Pour ce qui est du contre-jour, je le pratique souvent lorsque je peins dans la campagne. Il pose la question de la source lumineuse, de son orientation. Là encore c’est un face à face, mais cette fois ce n’est plus seulement une relation frontale avec le motif, c’est directement avec la lumière. Le contre-jour de fin de journée nous met face au merveilleux. Lorsque la lumière commence à descendre, elle se concentre et se colore de nuances chaudes d’une luminosité extrême. Sur l’herbe, sur les lichens, sur les mousses, elle donne des verts magiques avec des ombres très contrastées qui vibrent intensément. Tout bouge, tout rayonne, c’est difficile à saisir. Ce phénomène lumineux a un pouvoir de métamorphose, la vision qu’elle provoque rend superflu le recours à la perspective. Elle élimine les volumes, tout procède par plans, plans qui engendrent une profondeur mystérieuse, presque irréelle.
Je peux rester de longs moments à contempler cette lumière, elle exerce sur moi une fascination. Je ne me l’explique pas, je crois qu’il y a une relation avec ce qui émane des fonds d’or des icônes et des mosaïques byzantines.

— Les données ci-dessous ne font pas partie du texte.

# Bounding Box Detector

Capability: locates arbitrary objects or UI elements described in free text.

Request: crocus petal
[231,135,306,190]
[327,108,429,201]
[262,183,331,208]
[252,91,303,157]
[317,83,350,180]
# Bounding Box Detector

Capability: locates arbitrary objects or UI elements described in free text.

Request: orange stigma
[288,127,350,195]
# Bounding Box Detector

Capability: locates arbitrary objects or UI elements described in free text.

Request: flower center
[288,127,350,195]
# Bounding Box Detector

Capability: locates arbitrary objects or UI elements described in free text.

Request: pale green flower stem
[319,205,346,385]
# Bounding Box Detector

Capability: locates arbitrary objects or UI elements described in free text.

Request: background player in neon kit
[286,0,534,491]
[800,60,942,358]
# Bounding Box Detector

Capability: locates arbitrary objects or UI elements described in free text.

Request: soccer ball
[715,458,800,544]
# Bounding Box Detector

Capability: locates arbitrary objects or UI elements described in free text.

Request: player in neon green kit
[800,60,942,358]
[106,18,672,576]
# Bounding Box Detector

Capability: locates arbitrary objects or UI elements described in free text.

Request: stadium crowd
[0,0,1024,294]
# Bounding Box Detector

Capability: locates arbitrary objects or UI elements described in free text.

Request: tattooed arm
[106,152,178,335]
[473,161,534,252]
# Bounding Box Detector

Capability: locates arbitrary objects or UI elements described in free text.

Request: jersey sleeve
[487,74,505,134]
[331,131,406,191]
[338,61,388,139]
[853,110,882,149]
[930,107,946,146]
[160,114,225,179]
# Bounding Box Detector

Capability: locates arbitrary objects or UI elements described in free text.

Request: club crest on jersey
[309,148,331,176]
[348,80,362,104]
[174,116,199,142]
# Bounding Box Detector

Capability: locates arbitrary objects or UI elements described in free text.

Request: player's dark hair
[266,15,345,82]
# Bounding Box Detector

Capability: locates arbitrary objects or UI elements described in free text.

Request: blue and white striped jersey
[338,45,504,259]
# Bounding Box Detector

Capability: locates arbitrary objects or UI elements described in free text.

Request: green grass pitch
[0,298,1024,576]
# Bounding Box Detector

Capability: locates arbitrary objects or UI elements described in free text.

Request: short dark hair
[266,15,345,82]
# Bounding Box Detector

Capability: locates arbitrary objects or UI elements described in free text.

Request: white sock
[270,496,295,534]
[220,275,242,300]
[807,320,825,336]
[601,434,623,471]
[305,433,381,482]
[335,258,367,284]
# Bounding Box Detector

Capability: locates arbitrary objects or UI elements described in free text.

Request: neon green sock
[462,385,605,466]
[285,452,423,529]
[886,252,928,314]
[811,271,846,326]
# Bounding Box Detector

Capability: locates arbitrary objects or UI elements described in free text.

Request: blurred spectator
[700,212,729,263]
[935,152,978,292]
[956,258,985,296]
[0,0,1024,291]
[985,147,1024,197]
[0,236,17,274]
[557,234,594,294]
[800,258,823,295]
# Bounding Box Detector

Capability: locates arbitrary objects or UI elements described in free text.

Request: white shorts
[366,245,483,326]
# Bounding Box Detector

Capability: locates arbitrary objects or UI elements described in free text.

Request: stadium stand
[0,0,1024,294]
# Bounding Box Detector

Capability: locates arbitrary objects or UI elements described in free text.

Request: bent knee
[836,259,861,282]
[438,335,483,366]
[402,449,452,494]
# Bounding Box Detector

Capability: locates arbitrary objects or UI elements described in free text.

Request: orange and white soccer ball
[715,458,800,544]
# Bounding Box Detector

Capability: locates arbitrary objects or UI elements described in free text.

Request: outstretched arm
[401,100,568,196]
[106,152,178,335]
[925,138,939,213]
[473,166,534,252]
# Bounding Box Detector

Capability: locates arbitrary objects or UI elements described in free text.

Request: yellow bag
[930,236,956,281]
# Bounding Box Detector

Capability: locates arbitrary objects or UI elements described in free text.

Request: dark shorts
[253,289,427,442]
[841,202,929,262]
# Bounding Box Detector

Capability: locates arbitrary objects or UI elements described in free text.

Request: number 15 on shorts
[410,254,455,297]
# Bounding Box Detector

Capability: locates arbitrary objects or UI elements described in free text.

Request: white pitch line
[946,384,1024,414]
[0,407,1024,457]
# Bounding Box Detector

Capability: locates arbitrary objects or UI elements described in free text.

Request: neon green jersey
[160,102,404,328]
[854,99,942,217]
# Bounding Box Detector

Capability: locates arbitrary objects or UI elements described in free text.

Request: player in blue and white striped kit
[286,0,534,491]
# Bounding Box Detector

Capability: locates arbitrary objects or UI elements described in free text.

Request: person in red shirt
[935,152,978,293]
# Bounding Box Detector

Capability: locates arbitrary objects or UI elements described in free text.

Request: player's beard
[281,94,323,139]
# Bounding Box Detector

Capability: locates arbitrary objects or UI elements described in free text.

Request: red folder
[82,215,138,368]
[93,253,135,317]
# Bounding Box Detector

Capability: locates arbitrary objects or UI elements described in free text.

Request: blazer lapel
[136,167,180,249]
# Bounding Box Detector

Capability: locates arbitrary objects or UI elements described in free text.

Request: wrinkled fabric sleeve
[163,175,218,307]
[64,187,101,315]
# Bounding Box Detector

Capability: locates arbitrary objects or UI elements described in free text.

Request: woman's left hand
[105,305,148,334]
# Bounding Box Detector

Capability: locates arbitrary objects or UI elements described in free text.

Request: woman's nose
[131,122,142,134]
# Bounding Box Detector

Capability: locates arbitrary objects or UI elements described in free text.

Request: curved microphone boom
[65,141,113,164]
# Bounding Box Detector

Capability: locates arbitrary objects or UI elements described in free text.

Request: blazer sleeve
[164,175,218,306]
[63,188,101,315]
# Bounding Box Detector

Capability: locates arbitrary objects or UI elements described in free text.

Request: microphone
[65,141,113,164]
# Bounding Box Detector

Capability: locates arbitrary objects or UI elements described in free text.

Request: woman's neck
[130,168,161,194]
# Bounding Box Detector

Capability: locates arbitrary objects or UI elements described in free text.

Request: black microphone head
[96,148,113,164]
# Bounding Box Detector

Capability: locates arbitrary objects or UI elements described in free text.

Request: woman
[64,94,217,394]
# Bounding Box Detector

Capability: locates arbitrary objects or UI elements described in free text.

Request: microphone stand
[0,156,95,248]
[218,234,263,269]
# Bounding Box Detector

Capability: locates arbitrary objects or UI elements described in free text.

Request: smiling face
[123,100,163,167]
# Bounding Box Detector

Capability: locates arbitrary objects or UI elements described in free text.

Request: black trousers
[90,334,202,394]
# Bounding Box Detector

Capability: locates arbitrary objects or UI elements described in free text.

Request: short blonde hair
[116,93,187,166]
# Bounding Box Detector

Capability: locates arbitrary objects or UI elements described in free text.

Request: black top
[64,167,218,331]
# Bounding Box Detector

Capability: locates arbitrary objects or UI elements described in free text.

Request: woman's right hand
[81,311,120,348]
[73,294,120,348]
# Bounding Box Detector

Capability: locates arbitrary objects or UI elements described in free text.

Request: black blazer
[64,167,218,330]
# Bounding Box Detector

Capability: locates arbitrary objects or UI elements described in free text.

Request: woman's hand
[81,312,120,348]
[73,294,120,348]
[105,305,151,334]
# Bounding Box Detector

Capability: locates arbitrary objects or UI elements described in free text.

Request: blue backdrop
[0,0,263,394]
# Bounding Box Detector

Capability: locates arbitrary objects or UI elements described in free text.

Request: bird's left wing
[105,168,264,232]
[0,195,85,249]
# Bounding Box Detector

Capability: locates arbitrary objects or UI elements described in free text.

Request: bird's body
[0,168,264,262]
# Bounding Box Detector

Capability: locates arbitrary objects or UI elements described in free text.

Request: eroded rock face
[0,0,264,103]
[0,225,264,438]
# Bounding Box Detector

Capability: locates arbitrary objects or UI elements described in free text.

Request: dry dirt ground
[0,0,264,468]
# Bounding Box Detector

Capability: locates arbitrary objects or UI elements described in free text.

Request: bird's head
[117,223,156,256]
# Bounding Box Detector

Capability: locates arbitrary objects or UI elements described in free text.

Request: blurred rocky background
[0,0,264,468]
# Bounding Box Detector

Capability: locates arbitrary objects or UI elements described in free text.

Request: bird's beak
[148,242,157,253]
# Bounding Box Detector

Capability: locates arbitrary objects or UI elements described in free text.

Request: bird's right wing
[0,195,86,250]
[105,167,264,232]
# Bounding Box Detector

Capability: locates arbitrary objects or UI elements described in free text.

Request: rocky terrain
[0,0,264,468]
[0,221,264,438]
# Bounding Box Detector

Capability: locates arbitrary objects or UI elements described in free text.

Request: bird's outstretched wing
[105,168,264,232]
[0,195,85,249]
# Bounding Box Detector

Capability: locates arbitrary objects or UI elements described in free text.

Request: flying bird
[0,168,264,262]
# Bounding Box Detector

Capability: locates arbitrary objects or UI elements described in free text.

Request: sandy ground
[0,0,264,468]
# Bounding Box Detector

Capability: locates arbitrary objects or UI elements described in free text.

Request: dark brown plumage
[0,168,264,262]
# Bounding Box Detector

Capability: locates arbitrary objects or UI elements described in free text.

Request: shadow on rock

J’ai eu la chance de voir un jour, dans le Morbihan, un phénomène rare. Nous dînions dans une maison qui domine le golfe, à une quinzaine de kilomètres. Soudain, tout est devenu vert : la table, les couverts, les personnes... On baignait dans un mélange d’or et de vert. C’était un moment de fantastique extraordinaire. Il s’agissait du « rayon vert », à l’époque je ne connaissais ni son existence, ni son nom. C’est d’un fantastique extrême. Mais il existe un fantastique quotidien qui est tout simplement le miracle de la lumière et des couleurs. C’est celui que les peintres essaient de faire apparaître sur leurs toiles.